- Kronos (far left) with the cosmic pantheon on the cover of Infinity Gauntlet #5. (November 1991). Art by Ron Lim.

Publication information
- Publisher: Marvel Comics
- First appearance: Iron Man #55 (February 1972)
- Created by: Jim Starlin (writer / artist)

In-story information
- Alter ego: Kronos
- Species: Cosmic being
- Team affiliations: Eternals
- Notable aliases: Titan God of Time Father of Fathers Chronos
- Abilities: Superhuman intelligence; Time manipulation; Telepathy;

= Kronos (comics) =

Kronos (/ˈkroʊnɒs/, /ˈkroʊnoʊs/) (also spelled as Chronos) is a character appearing in American comic books published by Marvel Comics. Created by Jim Starlin, the character first appeared in Iron Man #55 (February 1972). Kronos is a cosmic being who is the embodiment of time. He is the brother of Uranos. He is also the grandfather of the supervillain Thanos.

==Publication history==
Kronos debuted in Iron Man #55 (February 1972), created by Jim Starlin. He appeared in the 1968 Captain Marvel series. He appeared in 1987 Silver Surfer series. He appeared briefly in the 1989 Quasar series. He appeared in the limited series 1991 Infinity Gauntlet series. He appeared in the 1992 Warlock and the Infinity Watch series.
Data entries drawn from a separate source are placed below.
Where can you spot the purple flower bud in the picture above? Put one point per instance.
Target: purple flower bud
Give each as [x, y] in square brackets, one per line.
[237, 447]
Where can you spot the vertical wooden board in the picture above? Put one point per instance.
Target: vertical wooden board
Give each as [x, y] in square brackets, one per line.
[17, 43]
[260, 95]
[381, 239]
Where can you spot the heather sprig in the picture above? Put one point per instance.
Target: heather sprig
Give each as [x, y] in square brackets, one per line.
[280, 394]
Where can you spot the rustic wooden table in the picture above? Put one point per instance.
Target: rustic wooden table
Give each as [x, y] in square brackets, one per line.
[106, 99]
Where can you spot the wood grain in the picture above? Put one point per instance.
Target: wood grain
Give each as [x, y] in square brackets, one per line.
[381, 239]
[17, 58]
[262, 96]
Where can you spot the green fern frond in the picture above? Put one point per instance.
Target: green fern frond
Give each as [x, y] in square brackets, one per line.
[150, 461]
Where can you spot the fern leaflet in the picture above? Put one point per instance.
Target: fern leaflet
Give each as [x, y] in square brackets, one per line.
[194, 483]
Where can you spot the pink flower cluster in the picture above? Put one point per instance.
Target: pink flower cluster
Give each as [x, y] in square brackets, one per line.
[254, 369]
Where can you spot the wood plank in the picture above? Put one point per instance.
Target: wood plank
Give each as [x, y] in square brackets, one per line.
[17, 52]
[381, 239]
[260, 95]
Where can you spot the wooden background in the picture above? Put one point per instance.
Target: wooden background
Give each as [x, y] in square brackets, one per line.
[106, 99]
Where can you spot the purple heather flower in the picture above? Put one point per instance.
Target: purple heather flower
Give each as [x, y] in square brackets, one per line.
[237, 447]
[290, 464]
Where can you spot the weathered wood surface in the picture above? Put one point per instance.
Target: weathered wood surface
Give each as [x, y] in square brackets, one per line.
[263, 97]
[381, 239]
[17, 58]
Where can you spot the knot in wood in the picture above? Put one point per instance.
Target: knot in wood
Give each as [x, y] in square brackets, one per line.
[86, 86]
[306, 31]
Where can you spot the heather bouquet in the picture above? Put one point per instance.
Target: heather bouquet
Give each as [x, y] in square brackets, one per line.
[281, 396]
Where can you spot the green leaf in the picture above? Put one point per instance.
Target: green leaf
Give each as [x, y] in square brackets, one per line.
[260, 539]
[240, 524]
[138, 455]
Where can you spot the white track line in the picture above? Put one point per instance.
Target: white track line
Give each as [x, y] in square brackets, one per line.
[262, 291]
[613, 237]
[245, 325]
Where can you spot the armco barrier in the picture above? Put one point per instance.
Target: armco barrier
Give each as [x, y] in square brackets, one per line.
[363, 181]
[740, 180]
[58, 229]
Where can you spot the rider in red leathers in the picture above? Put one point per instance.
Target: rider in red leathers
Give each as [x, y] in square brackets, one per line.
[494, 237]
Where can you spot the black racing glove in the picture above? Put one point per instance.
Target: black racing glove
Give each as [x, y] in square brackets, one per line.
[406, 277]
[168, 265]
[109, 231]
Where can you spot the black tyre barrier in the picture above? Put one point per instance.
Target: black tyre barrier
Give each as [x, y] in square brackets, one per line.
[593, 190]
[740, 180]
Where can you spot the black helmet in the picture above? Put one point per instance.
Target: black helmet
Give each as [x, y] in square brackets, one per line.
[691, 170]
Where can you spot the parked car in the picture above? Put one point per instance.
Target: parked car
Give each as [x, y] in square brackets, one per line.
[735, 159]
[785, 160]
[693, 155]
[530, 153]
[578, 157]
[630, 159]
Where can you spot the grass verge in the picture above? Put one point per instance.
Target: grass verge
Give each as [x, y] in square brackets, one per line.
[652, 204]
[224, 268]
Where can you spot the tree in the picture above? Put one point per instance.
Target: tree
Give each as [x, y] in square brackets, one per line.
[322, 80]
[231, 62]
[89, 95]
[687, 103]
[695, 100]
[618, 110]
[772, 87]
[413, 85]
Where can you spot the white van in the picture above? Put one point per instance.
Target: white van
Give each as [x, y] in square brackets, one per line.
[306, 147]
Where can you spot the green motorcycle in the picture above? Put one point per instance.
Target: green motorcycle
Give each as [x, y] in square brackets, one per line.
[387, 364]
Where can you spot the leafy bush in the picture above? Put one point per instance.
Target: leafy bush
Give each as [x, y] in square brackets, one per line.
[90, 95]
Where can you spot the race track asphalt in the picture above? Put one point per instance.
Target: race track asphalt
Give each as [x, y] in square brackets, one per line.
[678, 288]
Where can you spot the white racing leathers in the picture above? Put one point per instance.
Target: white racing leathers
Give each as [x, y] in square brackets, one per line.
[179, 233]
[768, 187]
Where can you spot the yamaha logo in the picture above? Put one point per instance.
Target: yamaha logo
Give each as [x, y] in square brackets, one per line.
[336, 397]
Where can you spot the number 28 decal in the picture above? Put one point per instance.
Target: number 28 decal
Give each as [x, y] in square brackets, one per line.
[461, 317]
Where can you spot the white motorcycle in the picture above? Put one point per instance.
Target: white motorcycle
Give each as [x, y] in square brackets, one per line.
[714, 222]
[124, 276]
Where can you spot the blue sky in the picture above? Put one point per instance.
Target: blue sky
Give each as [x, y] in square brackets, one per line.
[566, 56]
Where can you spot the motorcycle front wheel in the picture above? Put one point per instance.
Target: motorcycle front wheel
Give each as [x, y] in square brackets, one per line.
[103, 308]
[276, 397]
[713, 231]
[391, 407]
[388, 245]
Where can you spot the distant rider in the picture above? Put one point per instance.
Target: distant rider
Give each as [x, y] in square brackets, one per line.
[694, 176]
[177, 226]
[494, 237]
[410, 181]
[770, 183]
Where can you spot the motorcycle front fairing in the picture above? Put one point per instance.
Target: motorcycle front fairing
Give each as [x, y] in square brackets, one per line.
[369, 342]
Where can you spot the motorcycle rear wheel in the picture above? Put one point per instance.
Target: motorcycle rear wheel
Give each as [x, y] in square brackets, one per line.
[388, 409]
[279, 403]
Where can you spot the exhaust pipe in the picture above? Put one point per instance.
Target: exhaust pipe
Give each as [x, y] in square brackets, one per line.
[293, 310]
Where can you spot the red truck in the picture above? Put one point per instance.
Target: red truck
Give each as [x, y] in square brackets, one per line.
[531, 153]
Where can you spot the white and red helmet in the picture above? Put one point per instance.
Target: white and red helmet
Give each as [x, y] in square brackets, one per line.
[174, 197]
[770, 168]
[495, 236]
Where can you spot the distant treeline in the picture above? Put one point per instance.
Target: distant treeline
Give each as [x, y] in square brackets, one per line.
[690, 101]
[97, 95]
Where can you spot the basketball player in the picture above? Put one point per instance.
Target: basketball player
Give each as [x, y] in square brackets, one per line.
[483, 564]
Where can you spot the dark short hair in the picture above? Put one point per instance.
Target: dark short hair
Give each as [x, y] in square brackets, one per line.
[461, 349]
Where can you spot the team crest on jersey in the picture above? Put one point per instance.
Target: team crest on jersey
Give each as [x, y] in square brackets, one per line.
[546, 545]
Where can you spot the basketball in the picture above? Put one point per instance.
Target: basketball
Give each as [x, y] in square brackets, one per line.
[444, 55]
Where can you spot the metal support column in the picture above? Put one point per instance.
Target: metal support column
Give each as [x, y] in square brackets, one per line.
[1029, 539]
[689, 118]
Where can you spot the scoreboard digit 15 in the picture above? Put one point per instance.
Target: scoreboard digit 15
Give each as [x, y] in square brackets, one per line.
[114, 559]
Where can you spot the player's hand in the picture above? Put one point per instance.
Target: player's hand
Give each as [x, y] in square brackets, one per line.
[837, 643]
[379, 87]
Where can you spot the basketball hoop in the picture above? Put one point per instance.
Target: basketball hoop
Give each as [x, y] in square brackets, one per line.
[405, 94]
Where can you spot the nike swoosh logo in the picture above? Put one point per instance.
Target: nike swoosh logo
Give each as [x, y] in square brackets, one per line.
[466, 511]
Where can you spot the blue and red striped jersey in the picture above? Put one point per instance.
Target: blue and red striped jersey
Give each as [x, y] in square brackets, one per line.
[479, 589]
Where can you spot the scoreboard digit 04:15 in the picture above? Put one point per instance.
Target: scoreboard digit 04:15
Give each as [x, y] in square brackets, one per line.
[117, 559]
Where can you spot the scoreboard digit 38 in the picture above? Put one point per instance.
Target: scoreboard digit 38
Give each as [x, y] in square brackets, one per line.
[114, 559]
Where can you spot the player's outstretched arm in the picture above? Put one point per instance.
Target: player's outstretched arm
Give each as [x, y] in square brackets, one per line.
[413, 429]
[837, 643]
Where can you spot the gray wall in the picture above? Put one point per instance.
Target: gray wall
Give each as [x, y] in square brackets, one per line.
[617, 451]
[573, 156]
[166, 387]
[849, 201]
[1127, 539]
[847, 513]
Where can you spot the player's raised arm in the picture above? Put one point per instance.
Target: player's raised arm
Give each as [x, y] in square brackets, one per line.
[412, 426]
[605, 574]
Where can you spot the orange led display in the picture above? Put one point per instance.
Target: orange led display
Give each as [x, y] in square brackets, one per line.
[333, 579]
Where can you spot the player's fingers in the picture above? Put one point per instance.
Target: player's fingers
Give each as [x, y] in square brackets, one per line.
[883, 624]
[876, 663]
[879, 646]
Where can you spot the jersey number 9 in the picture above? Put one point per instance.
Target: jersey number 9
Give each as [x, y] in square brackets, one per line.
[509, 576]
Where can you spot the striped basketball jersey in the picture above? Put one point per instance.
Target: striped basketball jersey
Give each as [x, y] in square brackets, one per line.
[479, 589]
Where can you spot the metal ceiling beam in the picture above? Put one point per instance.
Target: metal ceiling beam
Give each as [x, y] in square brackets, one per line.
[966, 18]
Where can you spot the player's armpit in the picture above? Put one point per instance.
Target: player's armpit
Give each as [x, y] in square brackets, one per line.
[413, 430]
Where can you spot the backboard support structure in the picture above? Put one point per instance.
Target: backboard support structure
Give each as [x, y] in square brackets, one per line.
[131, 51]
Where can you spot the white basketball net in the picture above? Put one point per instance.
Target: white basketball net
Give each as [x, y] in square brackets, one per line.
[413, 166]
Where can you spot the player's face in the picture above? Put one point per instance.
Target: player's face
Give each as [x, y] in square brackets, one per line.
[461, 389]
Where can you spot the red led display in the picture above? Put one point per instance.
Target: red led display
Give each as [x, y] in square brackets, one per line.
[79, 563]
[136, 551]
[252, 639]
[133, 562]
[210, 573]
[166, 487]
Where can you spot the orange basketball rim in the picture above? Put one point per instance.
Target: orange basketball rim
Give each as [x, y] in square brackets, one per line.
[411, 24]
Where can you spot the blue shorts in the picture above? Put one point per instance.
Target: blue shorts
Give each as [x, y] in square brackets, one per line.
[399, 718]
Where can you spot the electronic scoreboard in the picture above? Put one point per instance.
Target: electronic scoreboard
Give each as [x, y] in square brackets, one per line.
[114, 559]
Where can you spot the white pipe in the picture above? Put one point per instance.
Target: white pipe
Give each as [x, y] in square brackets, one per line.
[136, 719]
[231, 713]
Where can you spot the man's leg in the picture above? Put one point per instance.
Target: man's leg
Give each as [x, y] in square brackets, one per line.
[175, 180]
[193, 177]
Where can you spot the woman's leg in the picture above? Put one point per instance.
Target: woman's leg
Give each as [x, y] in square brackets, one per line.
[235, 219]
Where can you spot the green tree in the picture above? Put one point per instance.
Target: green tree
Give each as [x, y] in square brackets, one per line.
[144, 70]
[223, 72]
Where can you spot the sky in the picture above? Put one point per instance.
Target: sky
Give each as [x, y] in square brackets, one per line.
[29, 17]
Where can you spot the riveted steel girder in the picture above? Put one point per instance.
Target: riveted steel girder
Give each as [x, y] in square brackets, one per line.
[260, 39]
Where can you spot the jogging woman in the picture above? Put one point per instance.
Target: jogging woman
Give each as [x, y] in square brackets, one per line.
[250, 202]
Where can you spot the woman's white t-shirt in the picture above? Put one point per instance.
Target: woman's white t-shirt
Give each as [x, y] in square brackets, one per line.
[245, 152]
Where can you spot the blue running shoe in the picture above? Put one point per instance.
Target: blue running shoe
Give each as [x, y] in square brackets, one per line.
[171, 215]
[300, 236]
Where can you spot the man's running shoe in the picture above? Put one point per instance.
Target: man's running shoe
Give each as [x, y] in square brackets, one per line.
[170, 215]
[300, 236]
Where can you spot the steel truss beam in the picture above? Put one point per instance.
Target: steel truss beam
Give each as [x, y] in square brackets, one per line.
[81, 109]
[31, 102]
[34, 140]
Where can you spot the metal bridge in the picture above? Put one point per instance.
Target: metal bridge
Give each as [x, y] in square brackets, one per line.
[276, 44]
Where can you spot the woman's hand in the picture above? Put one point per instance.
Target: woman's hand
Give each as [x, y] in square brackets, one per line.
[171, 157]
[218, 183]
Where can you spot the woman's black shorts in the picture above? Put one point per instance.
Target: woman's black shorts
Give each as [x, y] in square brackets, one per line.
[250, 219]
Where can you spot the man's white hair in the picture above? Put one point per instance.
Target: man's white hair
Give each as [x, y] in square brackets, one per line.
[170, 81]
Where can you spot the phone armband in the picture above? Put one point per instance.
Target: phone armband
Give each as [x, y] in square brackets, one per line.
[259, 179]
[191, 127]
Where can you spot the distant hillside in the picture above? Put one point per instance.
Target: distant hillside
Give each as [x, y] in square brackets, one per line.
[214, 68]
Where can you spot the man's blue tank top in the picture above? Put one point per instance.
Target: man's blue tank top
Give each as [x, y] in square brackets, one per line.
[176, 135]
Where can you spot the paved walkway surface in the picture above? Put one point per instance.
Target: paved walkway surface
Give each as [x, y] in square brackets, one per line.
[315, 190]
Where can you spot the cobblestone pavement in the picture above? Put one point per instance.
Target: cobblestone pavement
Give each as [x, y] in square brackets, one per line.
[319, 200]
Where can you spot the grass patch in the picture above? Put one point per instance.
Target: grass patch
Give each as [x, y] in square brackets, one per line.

== Fictional character biography ==

Kronos was originally one of the immortal Eternals, and led a rebellion against his tyrannical brother Uranos. After a successful coup, Kronos fathered the Eternals Zuras and A'lars (also known as Mentor, the present leader of the Titanian Eternals), before being accidentally atomized during a botched experiment. The character's spirit survives, continuing to exist in astral form with amplified powers and abilities.

Kronos saves the soul of Arthur Douglas, killed by a barrage from the ship of the Titan, Thanos. He subsequently uses Douglas' soul to create Drax the Destroyer, a being intended to kill Thanos, his own grandson.

Thanos comes into possession of the artifact the Cosmic Cube and uses it to imprison Kronos, who is eventually freed when Thanos is defeated by the Kree hero Mar-Vell and the Avengers.

Kronos realizes that the entity Death has restored Thanos to life, and, in response, the character restores an at-the-time deceased Drax to life, to hunt Thanos once again (with an increase in physical power at the cost of his mental acuity).

He encounters the disembodied spirit of villain Maelstrom, and glimpses Infinity when the entity manifests.

Alongside the combined cosmic pantheon of the Marvel universe, he attempts to stop Thanos, who at the time wields the Infinity Gems.

Kronos listens to the entreaties of the heroine Moondragon, and restores Drax – her father when Arthur Douglas – to his original, thinking state.

==Powers and abilities==
Kronos lost his physical form due to an explosion caused by an experiment gone wrong. He became a time entity with the ability to achieve virtually any effect by willing it. He possesses the power of telepathy. Kronos has a form of cosmic awareness that grants him to have a metaphysical insight in space and time. He can control the souls of those who died. He occasionally manifests as a huge translucent humanoid so certain beings can perceive him.

==Reception==
- In 2021, CBR.com ranked Kronos 1st in their "15 Most Powerful Eternals" list.
- In 2021, Screen Rant ranked Kronos 1st in their "10 Most Powerful Members Of The Eternals" list.